Я приняла решение. Я не уйду. По крайней мере, пока.
Когда начинаются крики, мои пальцы сжимаются в кулаки. Когда начинается плач, я держу в уме воспоминание о окровавленном нижнем белье Элис. Когда пленник наконец ломается, я прижимаюсь ухом к двери так сильно, что на ней может остаться отпечаток.
Его слова приглушены, но я слышу его достаточно хорошо.
— Что означает твоя татуировка? — спрашивает Кэл.
Ответа нет. Раздается приглушенный удар.
Кэл снова спрашивает:
— Что означает татуировка?
Мужчина стонет, и раздается еще один удар. Наконец, он отвечает:
— Ученики.
Ученики? Это чертовски жутко.
— Почему ты здесь? — спокойно спрашивает кто-то. Думаю, это Эверетт.
Раздается еще один удар, за которым следует приглушенный стон.
— Не заставляй меня спрашивать еще раз.
Угроза, прозвучавшая в его словах, вызывает у меня дрожь по спине. Я прижимаюсь ухом к двери и надеюсь, что смогу услышать его ответ, несмотря на сильное биение сердца.
— В городе появилось... новое партнерство. — Это все, что он говорит. Еще один удар.
На этот раз говорит Коэн.
— Какое партнерство?
— Все, что я знаю, это то, что я должен забирать, — он плюет, — девушек и отвозить их в место сдачи. Это все. Я ни с кем больше не разговариваю.
Наступает тишина.
Отвозить их? Мое сердце сжимается, и я интуитивно понимаю, что их не отпускают. Нет, их ждет гораздо худшая участь. Это осознание леденит мне кровь, ладони становятся влажными от пота, но я зажмуриваю глаза в надежде лучше расслышать.
— А что насчет пожаров?
— Пожаров? Я ничего не знаю о каких-либо пожарах.
Еще один удар, и мужчина кричит.
— Клянусь, все, что я должен сделать, это забрать девочек. Я ничего не знаю о каких-либо пожарах!
На несколько мгновений наступает тишина. Они, должно быть, совещаются. Потом, кажется, говорит Кэл. Через дверь трудно разобрать.
— Где ты их берешь? Девочек?
Мужчина не отвечает. Удары сыплются один за другим, пока его крики не заполняют комнату. Затем он хрипит, и хрипит снова.
— Где? — рычит Кэл. Либо их пытки сработали, либо мужчина больше не сопротивляется.
Он вздыхает, влажный, дрожащий вздох, который звучит как вздох сломленного человека. Abstrakt. И еще несколько клубов, чтобы не привлекать внимания.
Abstrakt? По моей спине пробегает дрожь, когда в моей голове всплывает предупреждение Хадсона в ту ночь, когда я пошла в эксклюзивный зал. Что он сказал? Что-то о том, что не хочет видеть мое лицо на плакатах о пропавших без вести. Он что-то знает об этом?
— И куда ты их увозишь? Женщин?
Ответа нет, только тяжелое дыхание и удар. Ученик шипит и ругается, но все равно отказывается отвечать. Еще один удар, еще один крик, еще один вопль, прежде чем он наконец сдается.

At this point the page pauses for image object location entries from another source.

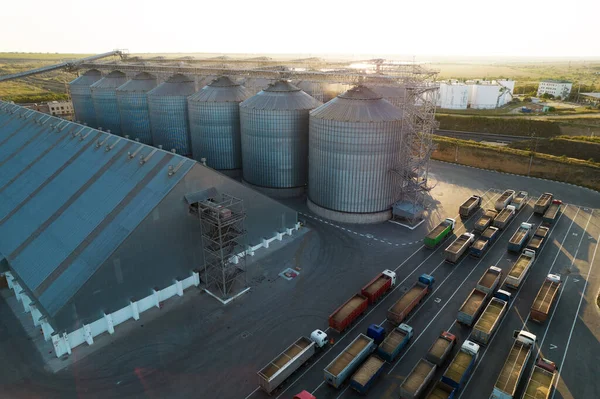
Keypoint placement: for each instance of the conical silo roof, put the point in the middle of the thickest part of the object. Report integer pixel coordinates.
(142, 82)
(221, 90)
(281, 96)
(359, 104)
(176, 85)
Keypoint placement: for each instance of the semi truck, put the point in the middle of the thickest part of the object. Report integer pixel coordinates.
(418, 379)
(552, 212)
(394, 342)
(440, 349)
(538, 238)
(377, 287)
(409, 300)
(504, 217)
(351, 310)
(490, 319)
(542, 203)
(545, 298)
(290, 360)
(349, 360)
(519, 239)
(366, 375)
(469, 206)
(459, 247)
(505, 199)
(484, 242)
(485, 220)
(519, 270)
(520, 200)
(515, 364)
(439, 233)
(459, 371)
(541, 380)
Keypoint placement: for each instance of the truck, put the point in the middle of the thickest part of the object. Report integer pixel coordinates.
(394, 342)
(418, 379)
(504, 200)
(440, 349)
(538, 238)
(439, 233)
(351, 310)
(409, 300)
(459, 247)
(349, 360)
(552, 212)
(470, 206)
(542, 203)
(491, 317)
(541, 380)
(366, 375)
(504, 217)
(545, 298)
(377, 287)
(485, 220)
(519, 270)
(484, 242)
(441, 391)
(518, 240)
(520, 200)
(290, 360)
(459, 371)
(515, 364)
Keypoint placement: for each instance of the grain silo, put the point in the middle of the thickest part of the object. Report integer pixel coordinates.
(214, 116)
(167, 104)
(81, 95)
(104, 95)
(133, 106)
(274, 127)
(355, 143)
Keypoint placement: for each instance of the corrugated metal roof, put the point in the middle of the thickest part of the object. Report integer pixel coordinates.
(358, 104)
(68, 199)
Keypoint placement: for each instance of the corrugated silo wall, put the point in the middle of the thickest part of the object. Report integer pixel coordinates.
(351, 165)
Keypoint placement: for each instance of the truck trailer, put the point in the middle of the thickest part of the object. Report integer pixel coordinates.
(409, 300)
(439, 233)
(545, 298)
(469, 206)
(377, 287)
(459, 247)
(290, 360)
(351, 310)
(490, 319)
(541, 380)
(520, 238)
(394, 342)
(543, 203)
(519, 270)
(514, 366)
(504, 200)
(349, 360)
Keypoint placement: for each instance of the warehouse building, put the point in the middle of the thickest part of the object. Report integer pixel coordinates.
(95, 228)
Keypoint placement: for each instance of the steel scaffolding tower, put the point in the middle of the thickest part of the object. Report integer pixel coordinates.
(223, 239)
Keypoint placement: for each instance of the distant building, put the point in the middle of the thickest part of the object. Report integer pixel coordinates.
(557, 88)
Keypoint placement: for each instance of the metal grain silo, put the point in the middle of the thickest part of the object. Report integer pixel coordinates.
(214, 115)
(274, 127)
(167, 104)
(104, 95)
(133, 106)
(81, 95)
(355, 142)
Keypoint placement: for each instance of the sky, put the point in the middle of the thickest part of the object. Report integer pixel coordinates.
(416, 28)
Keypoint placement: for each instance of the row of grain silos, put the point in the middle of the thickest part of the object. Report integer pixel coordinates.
(282, 139)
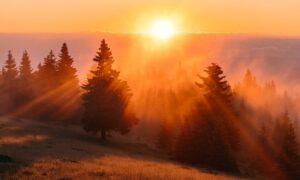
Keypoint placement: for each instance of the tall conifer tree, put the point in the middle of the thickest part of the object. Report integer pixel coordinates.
(106, 97)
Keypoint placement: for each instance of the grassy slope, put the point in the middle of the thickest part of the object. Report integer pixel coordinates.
(42, 151)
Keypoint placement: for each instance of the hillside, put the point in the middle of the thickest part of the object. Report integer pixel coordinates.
(43, 151)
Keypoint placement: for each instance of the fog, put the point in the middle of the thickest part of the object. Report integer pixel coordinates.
(161, 74)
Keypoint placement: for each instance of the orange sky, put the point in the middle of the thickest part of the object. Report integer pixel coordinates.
(130, 16)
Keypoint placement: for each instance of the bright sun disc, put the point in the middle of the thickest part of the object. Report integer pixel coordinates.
(162, 29)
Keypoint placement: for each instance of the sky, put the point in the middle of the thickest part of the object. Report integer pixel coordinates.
(134, 16)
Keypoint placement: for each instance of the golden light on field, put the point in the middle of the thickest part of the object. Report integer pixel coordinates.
(162, 29)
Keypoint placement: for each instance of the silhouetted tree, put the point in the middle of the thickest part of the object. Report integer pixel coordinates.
(25, 89)
(65, 69)
(10, 71)
(10, 74)
(218, 132)
(25, 68)
(106, 97)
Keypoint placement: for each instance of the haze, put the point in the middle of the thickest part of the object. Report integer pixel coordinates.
(132, 16)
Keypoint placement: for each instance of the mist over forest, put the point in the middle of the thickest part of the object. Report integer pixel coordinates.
(265, 56)
(240, 90)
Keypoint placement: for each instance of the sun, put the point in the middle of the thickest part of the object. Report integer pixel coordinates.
(162, 29)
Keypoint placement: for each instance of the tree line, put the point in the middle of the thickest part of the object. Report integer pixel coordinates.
(218, 134)
(227, 132)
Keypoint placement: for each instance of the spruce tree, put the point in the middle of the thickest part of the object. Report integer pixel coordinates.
(10, 72)
(65, 69)
(25, 68)
(217, 130)
(106, 97)
(48, 73)
(25, 88)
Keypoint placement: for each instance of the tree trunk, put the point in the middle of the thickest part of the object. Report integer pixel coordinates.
(103, 135)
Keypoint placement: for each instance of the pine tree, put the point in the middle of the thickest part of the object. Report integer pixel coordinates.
(24, 94)
(10, 69)
(218, 133)
(106, 97)
(48, 73)
(25, 68)
(10, 74)
(65, 70)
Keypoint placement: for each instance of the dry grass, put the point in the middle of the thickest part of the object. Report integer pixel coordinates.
(53, 152)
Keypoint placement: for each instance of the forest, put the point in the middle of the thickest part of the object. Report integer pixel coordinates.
(246, 128)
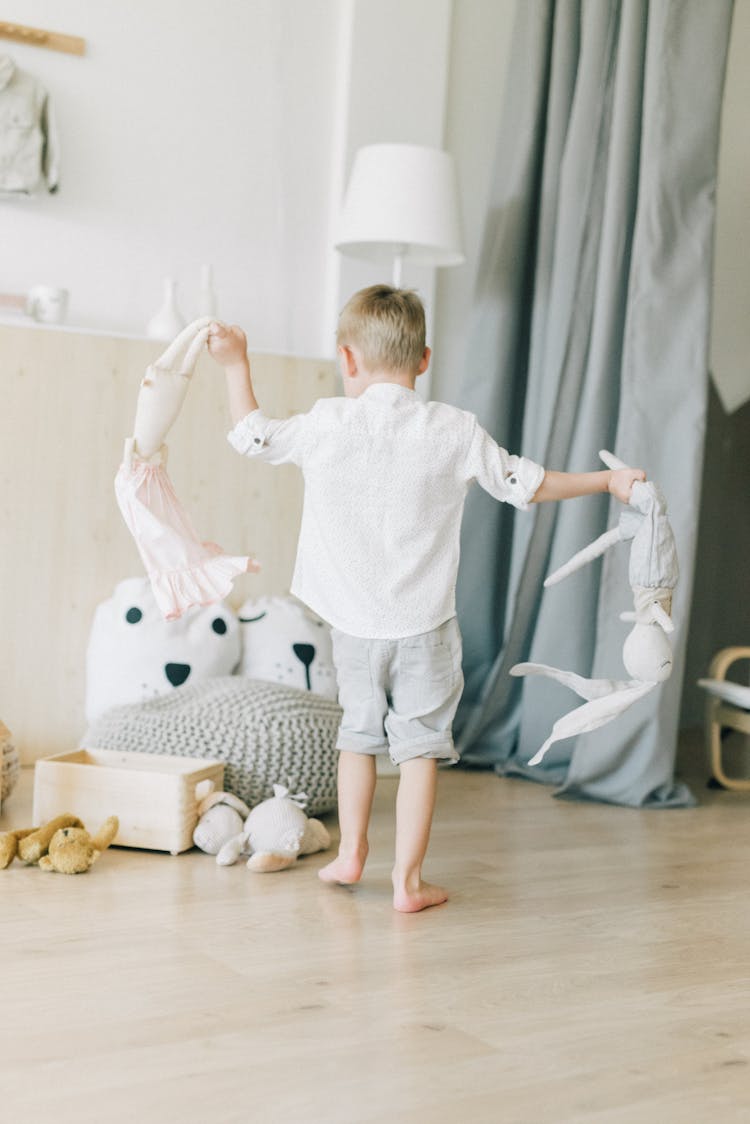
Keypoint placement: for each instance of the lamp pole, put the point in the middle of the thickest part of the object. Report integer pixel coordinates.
(398, 264)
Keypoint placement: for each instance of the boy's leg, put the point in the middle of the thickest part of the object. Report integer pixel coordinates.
(414, 807)
(357, 783)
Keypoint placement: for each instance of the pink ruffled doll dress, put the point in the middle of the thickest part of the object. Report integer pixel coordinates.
(183, 571)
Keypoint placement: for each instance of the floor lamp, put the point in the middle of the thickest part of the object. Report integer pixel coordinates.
(401, 206)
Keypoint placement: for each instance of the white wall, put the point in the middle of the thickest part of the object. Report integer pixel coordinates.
(480, 41)
(190, 132)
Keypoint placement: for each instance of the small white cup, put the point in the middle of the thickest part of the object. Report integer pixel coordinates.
(46, 304)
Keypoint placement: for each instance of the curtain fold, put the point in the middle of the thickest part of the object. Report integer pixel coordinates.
(589, 332)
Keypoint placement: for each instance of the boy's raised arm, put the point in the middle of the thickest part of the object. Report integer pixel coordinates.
(569, 485)
(228, 346)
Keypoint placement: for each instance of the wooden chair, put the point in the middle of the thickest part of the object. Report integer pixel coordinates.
(728, 707)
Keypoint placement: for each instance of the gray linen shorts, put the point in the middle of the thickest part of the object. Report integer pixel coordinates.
(399, 696)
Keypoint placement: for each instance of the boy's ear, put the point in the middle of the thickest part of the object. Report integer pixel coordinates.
(424, 362)
(348, 362)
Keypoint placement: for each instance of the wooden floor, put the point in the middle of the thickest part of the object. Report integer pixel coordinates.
(593, 964)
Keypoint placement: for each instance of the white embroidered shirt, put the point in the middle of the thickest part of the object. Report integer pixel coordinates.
(386, 477)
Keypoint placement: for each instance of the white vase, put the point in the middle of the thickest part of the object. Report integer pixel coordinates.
(207, 296)
(169, 320)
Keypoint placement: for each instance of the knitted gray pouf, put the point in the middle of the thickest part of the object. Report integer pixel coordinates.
(264, 733)
(9, 763)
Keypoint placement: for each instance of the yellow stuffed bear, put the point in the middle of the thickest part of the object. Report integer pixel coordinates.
(62, 845)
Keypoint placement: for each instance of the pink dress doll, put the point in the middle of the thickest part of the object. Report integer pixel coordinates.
(183, 571)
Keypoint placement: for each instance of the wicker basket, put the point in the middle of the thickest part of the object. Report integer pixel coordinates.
(153, 797)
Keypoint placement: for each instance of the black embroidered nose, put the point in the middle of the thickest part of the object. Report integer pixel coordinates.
(177, 672)
(305, 653)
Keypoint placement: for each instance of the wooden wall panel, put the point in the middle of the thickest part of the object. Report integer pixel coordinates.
(68, 402)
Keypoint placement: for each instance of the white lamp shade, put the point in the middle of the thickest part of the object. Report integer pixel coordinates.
(401, 202)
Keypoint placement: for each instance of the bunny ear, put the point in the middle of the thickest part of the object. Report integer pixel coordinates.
(583, 558)
(660, 617)
(598, 712)
(184, 347)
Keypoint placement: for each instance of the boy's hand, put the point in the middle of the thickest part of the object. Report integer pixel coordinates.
(622, 480)
(227, 345)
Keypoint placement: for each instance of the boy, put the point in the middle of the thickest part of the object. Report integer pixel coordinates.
(386, 477)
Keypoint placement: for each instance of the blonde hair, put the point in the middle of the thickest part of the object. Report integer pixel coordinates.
(387, 325)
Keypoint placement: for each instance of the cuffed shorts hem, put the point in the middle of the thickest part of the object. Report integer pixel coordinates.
(425, 748)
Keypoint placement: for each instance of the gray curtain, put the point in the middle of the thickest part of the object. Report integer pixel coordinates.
(589, 332)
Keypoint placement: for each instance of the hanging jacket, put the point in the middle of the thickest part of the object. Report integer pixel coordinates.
(28, 138)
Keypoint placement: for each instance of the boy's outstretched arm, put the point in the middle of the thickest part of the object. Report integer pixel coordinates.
(228, 346)
(568, 485)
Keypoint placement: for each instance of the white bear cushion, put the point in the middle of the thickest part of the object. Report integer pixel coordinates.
(135, 654)
(283, 642)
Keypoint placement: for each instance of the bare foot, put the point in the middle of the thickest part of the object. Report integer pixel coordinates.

— Блять, каждый раз по-разному, — кричит он. — Иногда это мотель, иногда склад, но я получаю SMS на свой одноразовый телефон с адресом и должен доставить их до полуночи. После этого я делаю то же самое на следующий вечер в другом клубе.
В комнате становится тихо, и я прижимаюсь ухом к двери, пытаясь уловить что-нибудь.
— Ты ничего не найдешь. Мы удаляем все сразу после получения.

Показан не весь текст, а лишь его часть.